Even while U2s “Beautiful Day” blares on the radio as I pack the car, the resounding theme of this journey continues to be the well-worn Eagles’ tune: “You can check out anytime you want, but you can never leave.”  Yes my child, once again, we’re packing up to head to the hospital. And it’s a nice hospital as far as hospitals go, but I was hoping to do something a little different this Valentine’s week.  As much as I’d like to check out from this role of parenting a medically fragile child, I cannot leave.  When they took Sylvie’s x-rays last night, it was noted that she was at the hospital the same time last year for similar conditions.  Maybe if I imagine I’m packing for a weekend get away in the Vermont Mountains, things will be okay.   The Vermont Children’s Hospital is my allegorical version of Hotel California—the underbelly of living with a terminally ill kid.  While my neighbors and friends share fabulous pictures of their winter adventures skating, skiing out in the woods, or making cute snow forts with their children, I’m preparing for an endless and sleepless trip to the medical world via my version of a Hotel Vermont. 
Sylvie is now camped out in the executive suite of the PICU. The big south facing windows have an amazing view of the Champlain Valley: Lake Champlain and the Adirondacks to the left and Mount Mansfield to the right.  The pillows are soft, the nurses are hospitable, and the menu includes a variety of local meats, cheeses, yogurts and produce. The Children’s Hospital mascot is Monty the Moose, and I do love my Vermont wildlife.  The nurse told me last night around 3 a.m. that when Bill Clinton came to campaign in Vermont some years back, they used this very PICU room for medical preparations should the president have gotten shot.  Honestly, I’d rather be in some historical bed and breakfast in the Green Mountains, but for now, this will do. 

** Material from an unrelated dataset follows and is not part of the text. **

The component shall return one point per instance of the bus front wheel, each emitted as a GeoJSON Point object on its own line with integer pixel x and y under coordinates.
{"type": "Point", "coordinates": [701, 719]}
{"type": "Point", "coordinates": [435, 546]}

I’m not bitter that others are enjoying the winter in ways I can only now imagine.  I still like to sled down hills and cross-country ski and camp out in subzero temperatures, and I can only hope there will be a day when I can once again enjoy the cold and snow as much as I used to. But right now, the snow season is a sign that it’s pneumonia season.  And while I would rather be romping out in the snow with my kids and friends, I’m glad Sylvie is still around to love and hug in the warmth of Hotel Vermont.

When Kirsten Isgro isn’t vacationing at the relaxing Vermont Children's Hospital--Hotel Vermont, she is a professor of Communication Studies at the State University of New York and the mother of 7-year old twin girls.